Dementia Deaths Have Doubled in Two Decades
Alzheimer’s disease — the most common form of dementia for which there is no effective conventional treatment or cure — currently affects an estimated 5.8 million Americans,1 up from 5.4 million in 2016. By 2050, that figure is projected to hit 14 million.2
Research3 published in 2014 revealed Alzheimer’s had risen to the point of being the third leading cause of death in the U.S.4 For clarification, while the Centers for Disease Control and Prevention (CDC) continues to list Alzheimer’s as the sixth leading cause of death in the U.S.,5 this ranking is based on death certificates, and the study in question found Alzheimer’s was grossly underreported as a cause of death on death certificates.
Recalculations based on the evaluation of donated organs from the diseased put the actual death toll attributable to dementia at 503,400, making it the third leading cause of death, right behind heart disease and cancer.

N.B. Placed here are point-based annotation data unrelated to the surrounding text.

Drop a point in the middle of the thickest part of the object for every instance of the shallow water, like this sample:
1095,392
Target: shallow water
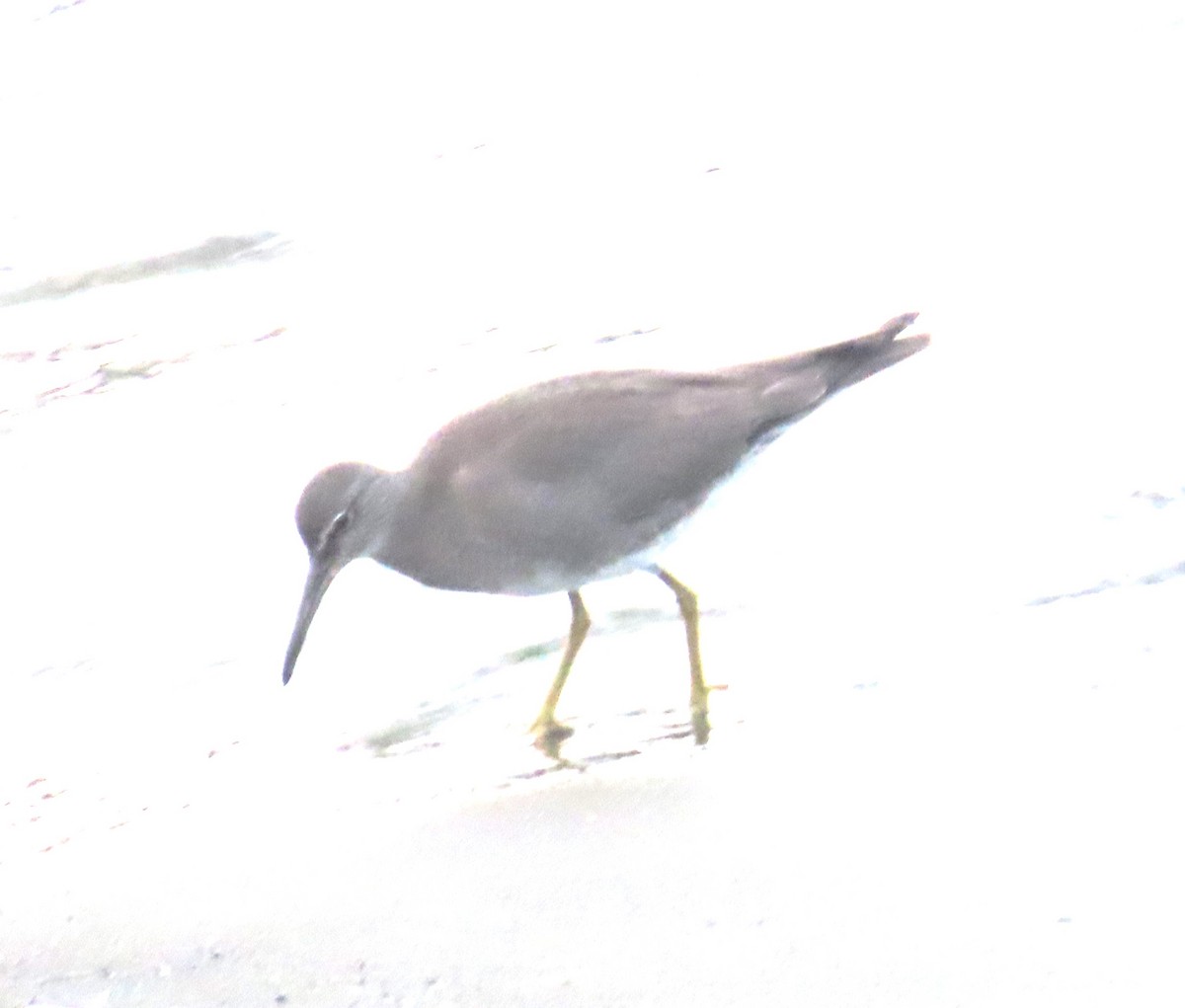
967,570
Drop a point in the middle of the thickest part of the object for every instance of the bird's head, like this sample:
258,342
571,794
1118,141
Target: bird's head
330,520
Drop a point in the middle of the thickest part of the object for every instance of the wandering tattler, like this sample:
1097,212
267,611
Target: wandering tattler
568,482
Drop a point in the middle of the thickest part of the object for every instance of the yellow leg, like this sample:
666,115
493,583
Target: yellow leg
688,606
549,734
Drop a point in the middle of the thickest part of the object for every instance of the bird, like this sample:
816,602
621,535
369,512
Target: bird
572,481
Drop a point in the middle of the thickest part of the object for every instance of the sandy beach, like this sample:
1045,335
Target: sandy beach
947,606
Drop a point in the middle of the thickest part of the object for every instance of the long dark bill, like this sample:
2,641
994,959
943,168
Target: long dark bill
320,574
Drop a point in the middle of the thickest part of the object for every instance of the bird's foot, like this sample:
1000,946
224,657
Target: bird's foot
550,735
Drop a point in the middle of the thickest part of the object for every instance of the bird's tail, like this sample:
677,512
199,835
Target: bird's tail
853,360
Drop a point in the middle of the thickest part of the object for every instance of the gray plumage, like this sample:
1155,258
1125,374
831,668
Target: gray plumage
572,480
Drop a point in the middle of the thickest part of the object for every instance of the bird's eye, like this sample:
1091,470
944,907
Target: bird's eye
335,528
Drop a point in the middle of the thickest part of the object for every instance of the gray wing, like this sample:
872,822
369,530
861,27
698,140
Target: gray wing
585,470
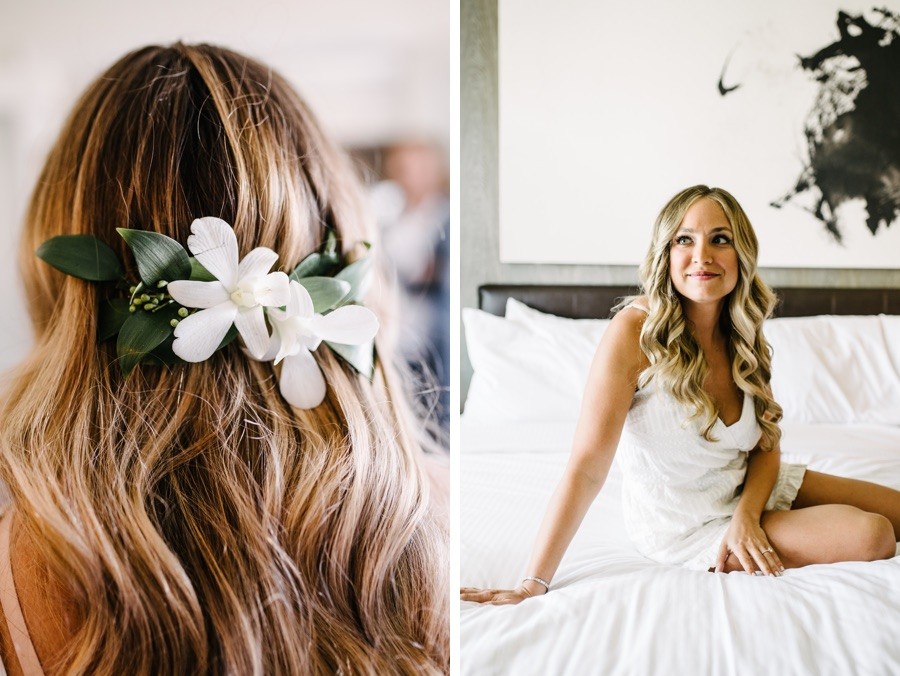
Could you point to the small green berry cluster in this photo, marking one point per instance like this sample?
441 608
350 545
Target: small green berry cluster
153 302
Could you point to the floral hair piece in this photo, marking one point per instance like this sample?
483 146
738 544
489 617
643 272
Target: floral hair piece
185 308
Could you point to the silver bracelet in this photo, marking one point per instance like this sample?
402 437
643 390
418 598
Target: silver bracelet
538 580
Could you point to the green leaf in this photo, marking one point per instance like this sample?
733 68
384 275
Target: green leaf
326 292
319 264
358 275
360 357
141 333
113 313
158 257
82 256
199 273
315 264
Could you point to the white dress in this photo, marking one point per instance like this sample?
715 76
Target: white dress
679 490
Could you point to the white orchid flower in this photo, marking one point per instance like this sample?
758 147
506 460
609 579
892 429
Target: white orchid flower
238 296
298 330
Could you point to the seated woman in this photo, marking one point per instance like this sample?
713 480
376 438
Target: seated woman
679 386
182 504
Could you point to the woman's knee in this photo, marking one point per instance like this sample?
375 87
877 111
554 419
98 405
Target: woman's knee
875 537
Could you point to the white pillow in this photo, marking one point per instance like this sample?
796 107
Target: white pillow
835 369
519 372
575 340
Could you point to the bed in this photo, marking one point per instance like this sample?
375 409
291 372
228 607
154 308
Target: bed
836 370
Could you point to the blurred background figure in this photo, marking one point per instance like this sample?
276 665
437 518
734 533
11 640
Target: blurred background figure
412 206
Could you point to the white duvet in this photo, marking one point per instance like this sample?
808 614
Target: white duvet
612 611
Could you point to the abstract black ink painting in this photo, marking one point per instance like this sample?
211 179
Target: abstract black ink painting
853 129
794 107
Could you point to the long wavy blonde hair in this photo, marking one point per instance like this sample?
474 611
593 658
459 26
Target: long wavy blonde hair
197 522
676 360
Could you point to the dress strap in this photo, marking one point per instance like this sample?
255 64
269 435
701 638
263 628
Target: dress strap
638 306
9 599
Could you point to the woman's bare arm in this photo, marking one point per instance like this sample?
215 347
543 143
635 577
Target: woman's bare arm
610 388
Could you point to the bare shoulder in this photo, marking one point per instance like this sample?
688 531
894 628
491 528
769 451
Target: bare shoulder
621 342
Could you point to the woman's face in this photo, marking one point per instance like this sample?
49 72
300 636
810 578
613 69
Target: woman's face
703 262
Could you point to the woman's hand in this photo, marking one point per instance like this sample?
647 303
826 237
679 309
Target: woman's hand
496 597
747 541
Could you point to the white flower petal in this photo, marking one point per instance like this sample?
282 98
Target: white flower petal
213 244
272 350
302 383
289 346
273 290
349 325
198 336
197 294
252 327
257 263
300 304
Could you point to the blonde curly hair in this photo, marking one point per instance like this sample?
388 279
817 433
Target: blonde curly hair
676 361
190 507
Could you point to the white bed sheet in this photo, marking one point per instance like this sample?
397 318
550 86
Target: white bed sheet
614 612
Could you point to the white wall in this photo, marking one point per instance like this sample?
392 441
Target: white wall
372 71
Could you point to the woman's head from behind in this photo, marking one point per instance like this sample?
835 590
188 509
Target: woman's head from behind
192 499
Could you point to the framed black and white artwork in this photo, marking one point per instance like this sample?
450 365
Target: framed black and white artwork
607 110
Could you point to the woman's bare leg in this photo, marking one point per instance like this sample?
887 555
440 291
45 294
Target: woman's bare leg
825 489
825 534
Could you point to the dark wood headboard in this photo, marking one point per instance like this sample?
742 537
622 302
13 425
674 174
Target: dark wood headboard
596 301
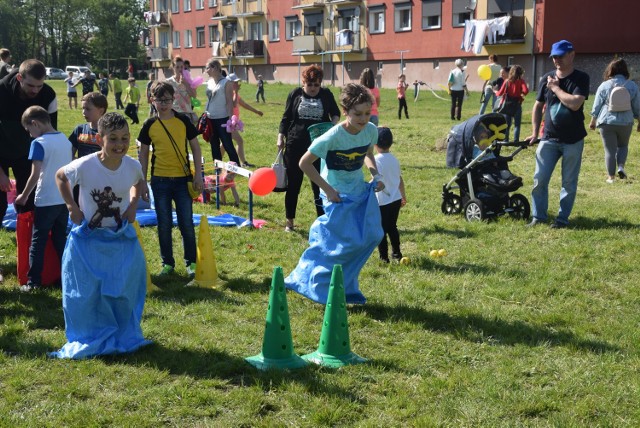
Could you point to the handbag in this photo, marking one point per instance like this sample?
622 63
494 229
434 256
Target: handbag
281 172
188 172
507 105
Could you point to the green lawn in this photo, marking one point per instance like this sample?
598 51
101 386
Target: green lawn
515 327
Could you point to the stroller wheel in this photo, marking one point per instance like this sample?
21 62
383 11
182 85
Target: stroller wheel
451 204
474 211
519 207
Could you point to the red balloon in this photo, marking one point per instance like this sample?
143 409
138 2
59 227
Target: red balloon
262 181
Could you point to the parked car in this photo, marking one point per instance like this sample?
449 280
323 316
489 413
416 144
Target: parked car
55 74
78 70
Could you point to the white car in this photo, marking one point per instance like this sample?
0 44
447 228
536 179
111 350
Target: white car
78 70
55 74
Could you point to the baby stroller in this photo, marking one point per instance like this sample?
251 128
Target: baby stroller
484 179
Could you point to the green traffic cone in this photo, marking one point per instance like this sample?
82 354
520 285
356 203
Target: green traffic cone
277 345
334 349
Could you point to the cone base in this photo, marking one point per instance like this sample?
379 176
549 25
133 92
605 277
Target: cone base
263 363
333 361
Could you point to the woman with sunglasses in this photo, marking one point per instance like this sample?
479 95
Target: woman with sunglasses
306 106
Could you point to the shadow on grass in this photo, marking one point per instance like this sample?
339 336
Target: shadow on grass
478 328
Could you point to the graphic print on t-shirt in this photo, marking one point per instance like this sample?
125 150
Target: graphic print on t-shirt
104 200
346 159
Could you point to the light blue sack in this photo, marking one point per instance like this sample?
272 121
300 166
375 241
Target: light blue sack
104 284
346 234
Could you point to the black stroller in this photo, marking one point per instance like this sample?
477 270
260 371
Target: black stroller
484 180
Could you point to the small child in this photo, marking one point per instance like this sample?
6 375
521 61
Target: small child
168 133
401 89
104 278
392 198
50 150
132 100
350 229
72 93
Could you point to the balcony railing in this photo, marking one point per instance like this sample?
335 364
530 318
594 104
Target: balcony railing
309 44
158 54
249 48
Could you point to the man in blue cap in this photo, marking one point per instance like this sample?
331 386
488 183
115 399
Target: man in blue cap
563 92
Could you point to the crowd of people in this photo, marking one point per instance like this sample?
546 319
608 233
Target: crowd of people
99 185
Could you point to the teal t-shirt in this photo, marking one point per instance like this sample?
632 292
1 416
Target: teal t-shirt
343 155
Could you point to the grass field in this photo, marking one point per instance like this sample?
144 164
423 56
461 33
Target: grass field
515 327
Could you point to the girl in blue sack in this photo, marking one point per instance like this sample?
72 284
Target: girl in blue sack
104 274
350 229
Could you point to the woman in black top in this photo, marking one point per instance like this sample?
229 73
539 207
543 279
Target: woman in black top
305 106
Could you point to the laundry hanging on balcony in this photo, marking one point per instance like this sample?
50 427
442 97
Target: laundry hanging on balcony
344 38
477 30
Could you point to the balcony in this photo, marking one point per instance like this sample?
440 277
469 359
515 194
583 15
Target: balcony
158 54
514 33
157 19
309 44
249 49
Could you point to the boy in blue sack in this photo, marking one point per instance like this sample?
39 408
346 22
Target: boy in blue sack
351 228
104 276
49 151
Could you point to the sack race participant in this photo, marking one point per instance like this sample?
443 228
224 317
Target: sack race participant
351 228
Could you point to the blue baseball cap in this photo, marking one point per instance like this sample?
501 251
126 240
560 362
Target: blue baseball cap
560 48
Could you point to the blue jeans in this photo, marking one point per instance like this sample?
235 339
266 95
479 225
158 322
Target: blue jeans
52 219
165 190
547 157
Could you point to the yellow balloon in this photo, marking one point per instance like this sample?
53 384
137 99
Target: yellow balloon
484 71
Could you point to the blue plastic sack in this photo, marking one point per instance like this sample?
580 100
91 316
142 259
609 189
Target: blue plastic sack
346 234
104 284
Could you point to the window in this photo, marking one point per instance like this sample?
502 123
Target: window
214 34
376 20
402 15
313 23
431 14
292 25
460 12
200 37
274 31
255 31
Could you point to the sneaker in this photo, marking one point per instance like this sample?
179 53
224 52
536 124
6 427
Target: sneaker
166 270
191 270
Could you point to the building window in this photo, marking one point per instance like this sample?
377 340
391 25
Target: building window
274 31
313 23
200 37
214 34
402 15
176 39
431 14
376 20
461 12
292 25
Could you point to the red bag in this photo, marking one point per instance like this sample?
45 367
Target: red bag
51 268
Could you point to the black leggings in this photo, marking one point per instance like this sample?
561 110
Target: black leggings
295 177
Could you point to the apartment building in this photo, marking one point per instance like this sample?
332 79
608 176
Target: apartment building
421 38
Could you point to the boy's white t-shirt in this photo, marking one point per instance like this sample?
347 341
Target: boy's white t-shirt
389 167
102 188
54 150
343 155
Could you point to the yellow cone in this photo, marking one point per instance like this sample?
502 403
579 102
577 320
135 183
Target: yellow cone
206 270
150 286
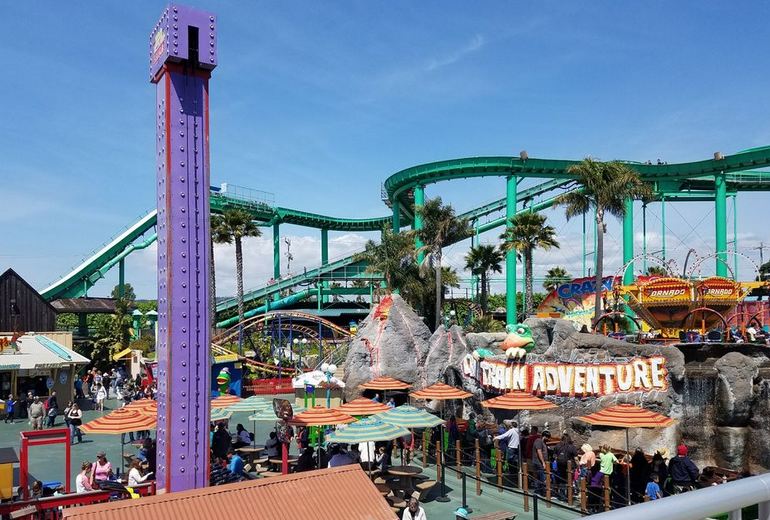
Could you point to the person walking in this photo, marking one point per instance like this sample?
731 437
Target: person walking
36 413
9 409
75 418
52 405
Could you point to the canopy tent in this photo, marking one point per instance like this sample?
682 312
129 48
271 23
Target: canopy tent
362 406
627 416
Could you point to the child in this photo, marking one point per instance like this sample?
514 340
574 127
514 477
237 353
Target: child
653 489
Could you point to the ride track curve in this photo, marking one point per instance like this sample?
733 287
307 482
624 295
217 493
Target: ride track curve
700 180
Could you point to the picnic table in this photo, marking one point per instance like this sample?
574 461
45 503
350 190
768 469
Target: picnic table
406 475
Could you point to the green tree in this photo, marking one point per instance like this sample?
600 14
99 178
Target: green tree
441 227
604 188
391 257
555 277
528 232
128 292
235 225
481 260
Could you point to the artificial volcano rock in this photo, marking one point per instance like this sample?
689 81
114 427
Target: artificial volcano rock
392 341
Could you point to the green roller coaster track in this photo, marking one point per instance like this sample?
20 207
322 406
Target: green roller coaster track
711 180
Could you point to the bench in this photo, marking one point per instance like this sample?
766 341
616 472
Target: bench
497 515
424 488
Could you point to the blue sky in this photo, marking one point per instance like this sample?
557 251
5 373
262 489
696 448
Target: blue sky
318 102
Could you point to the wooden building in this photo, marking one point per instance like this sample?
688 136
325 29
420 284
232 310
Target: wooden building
22 308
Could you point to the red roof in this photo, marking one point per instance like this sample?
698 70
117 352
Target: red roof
344 492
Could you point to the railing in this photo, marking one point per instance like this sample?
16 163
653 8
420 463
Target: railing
703 503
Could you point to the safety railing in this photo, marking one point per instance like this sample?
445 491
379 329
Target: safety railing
728 498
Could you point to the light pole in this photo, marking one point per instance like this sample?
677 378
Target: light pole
328 371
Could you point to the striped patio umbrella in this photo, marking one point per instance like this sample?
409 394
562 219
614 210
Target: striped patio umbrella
224 401
410 417
321 416
440 391
268 414
362 406
145 406
220 414
627 416
385 383
518 401
118 421
368 429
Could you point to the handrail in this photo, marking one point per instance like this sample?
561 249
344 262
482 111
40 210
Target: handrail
702 503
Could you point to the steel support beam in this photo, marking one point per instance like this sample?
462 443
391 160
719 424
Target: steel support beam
419 202
720 215
628 241
511 192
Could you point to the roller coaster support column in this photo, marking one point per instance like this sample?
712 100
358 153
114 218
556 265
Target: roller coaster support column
628 241
325 259
276 251
121 278
419 202
511 195
720 211
396 215
182 55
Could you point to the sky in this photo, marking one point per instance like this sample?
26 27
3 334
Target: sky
319 102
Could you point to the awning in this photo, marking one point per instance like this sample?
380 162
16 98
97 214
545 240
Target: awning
123 353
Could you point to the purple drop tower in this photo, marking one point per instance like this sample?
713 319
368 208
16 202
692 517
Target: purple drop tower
182 56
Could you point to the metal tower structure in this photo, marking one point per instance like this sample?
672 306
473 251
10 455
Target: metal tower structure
182 56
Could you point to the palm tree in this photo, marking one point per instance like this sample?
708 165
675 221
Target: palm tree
555 277
604 187
480 260
441 227
235 225
389 258
527 233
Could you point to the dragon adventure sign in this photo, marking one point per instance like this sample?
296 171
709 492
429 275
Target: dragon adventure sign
640 374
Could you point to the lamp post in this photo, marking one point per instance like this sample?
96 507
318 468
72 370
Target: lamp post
328 371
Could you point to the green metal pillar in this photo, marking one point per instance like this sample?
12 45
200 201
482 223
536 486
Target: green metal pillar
121 278
628 241
663 225
419 202
720 212
511 195
325 259
396 216
276 251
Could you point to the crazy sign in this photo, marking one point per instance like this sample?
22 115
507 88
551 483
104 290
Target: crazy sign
570 379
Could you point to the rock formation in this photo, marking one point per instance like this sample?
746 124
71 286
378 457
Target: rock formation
720 395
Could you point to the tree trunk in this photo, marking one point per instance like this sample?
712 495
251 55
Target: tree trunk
484 291
599 264
528 280
439 288
239 287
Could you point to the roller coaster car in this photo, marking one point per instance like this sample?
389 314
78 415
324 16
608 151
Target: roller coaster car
672 305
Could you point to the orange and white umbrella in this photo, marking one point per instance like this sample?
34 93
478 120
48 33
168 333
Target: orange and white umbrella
225 401
385 383
627 416
440 391
321 416
362 406
518 401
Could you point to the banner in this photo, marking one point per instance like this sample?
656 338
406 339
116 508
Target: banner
570 379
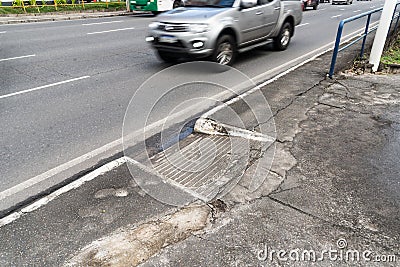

According to CDC data, the death rate from Alzheimer’s rose 55 percent between 1999 and 2014.6,7 Now, the latest report from the National Center for Health Statistics reveals the rate of death from dementia more than doubled between 2000 and 2017, from 84,000 to 261,914.8,9,10
Forty-six percent of dementia deaths in 2017 were attributed to Alzheimer’s. Other forms of dementia included vascular dementia, unspecified dementia and other degenerative nervous system diseases. But again, this data is based on death certificates, which the CDC admits (and the 2014 study above demonstrated) underrepresents the true death toll.